Investigate the frequency distributions for the categorical predictors. Are any of the distributions degenerate in the ways discussed earlier in this chapter?

Degenerate distributions are those where the predictor variable has a unique value or a few of unique values that occur with very low frequencies.

“leaf.mild” “mycelium” “sclerotia” predictors have near zero variance.

# Checking for degenerate distibution
nearZeroVar(Soybeandata, names =  T)
## [1] "leaf.mild" "mycelium"  "sclerotia"
hist( as.numeric(Soybeandata[, "leaf.mild" ]))

hist( as.numeric(Soybeandata[, "mycelium" ]))

hist(as.numeric(Soybeandata[ ,"sclerotia" ]))

(b)

Roughly 18% of the data are missing. Are there particular predictors that are more likely to be missing? Is the pattern of missing data related to the classes?
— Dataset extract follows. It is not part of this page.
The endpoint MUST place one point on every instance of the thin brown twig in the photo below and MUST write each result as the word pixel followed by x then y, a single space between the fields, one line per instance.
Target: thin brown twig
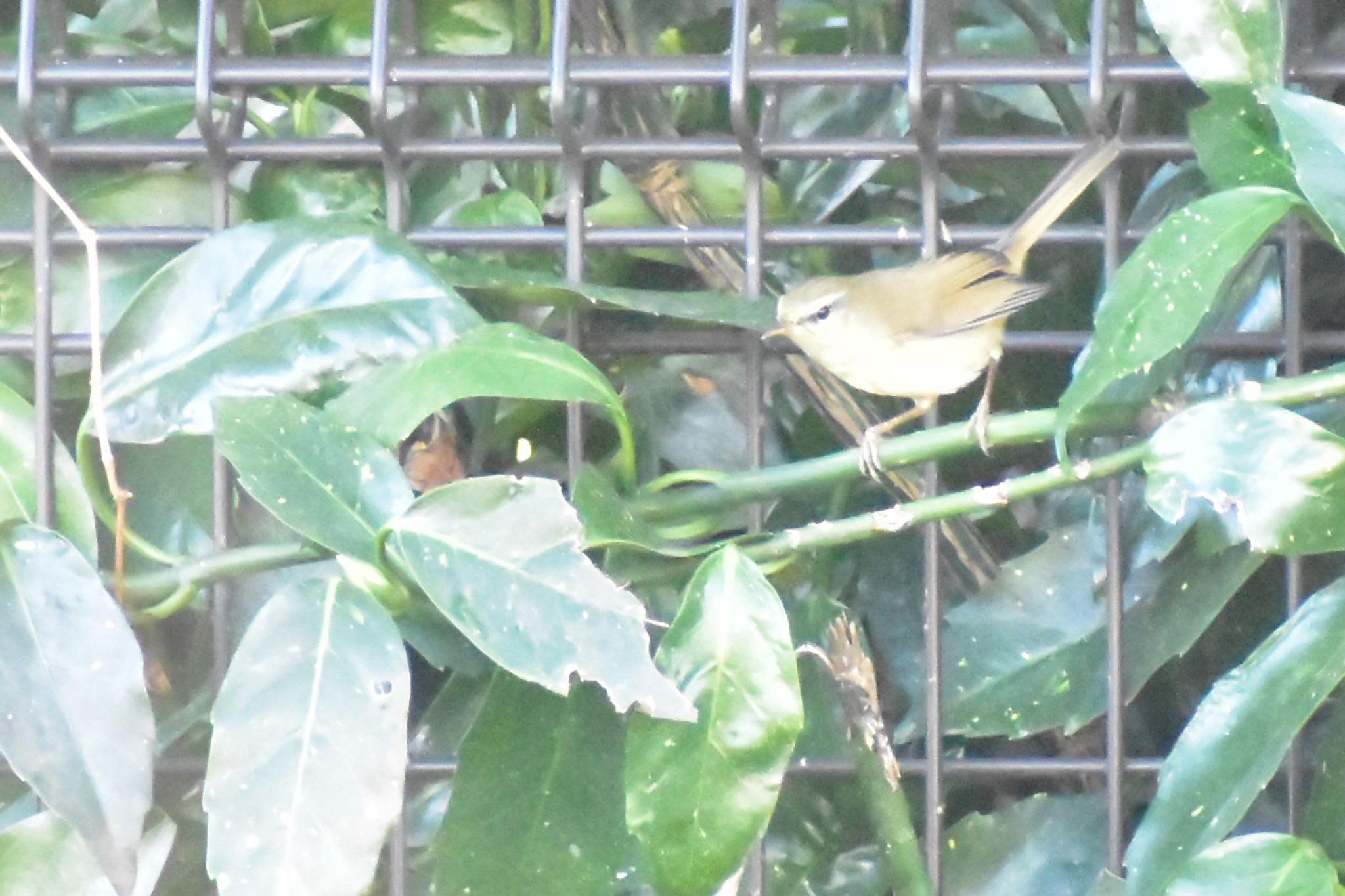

hail, sever, seed.tmt and lodging variables are missing most data. leaves,date and area.dan are missing the least amount of data.

Table below shows number of missing values by predictor variable.

missingCols <- sort(colSums(is.na(Soybean)) )
kable_styling (kable(missingCols),bootstrap_options = c("striped", "hover", "condensed", "responsive"))
x
Class 0
leaves 0
date 1
area.dam 1
crop.hist 16
plant.growth 16
stem 16
temp 30
roots 31
plant.stand 36
precip 38
stem.cankers 38
canker.lesion 38
ext.decay 38
mycelium 38
int.discolor 38
sclerotia 38
leaf.halo 84
leaf.marg 84
leaf.size 84
leaf.malf 84
fruit.pods 84
seed 92
mold.growth 92
seed.size 92
leaf.shread 100
fruiting.bodies 106
fruit.spots 106
seed.discolor 106
shriveling 106
leaf.mild 108
germ 112
hail 121
sever 121
seed.tmt 121
lodging 121

class phytophthora-rot has most missing data. Table below displays missing data by classes.

Soybean %>%
  mutate(Total = n()) %>% 
  filter(!complete.cases(.)) %>%
  group_by(Class) %>%
  mutate(Missing = n() ) %>%
  select(Class, Missing ) %>%
  unique()

(c)

Develop a strategy for handling missing data, either by eliminating predictors or imputation

Following methods could be used for data imputation.

Mean value imputation

each missing value is replaced with an imputed value equal to the mean of the observed data.

Non-stochastic regression imputation

this approach also involves replacing missing data with imputed values but uses predicted values from a regression model.

Stochastic regression imputatios

this approach extends the regression imputation by adding a varying component to the predictions so that the imputed values have the same variance as the observed values.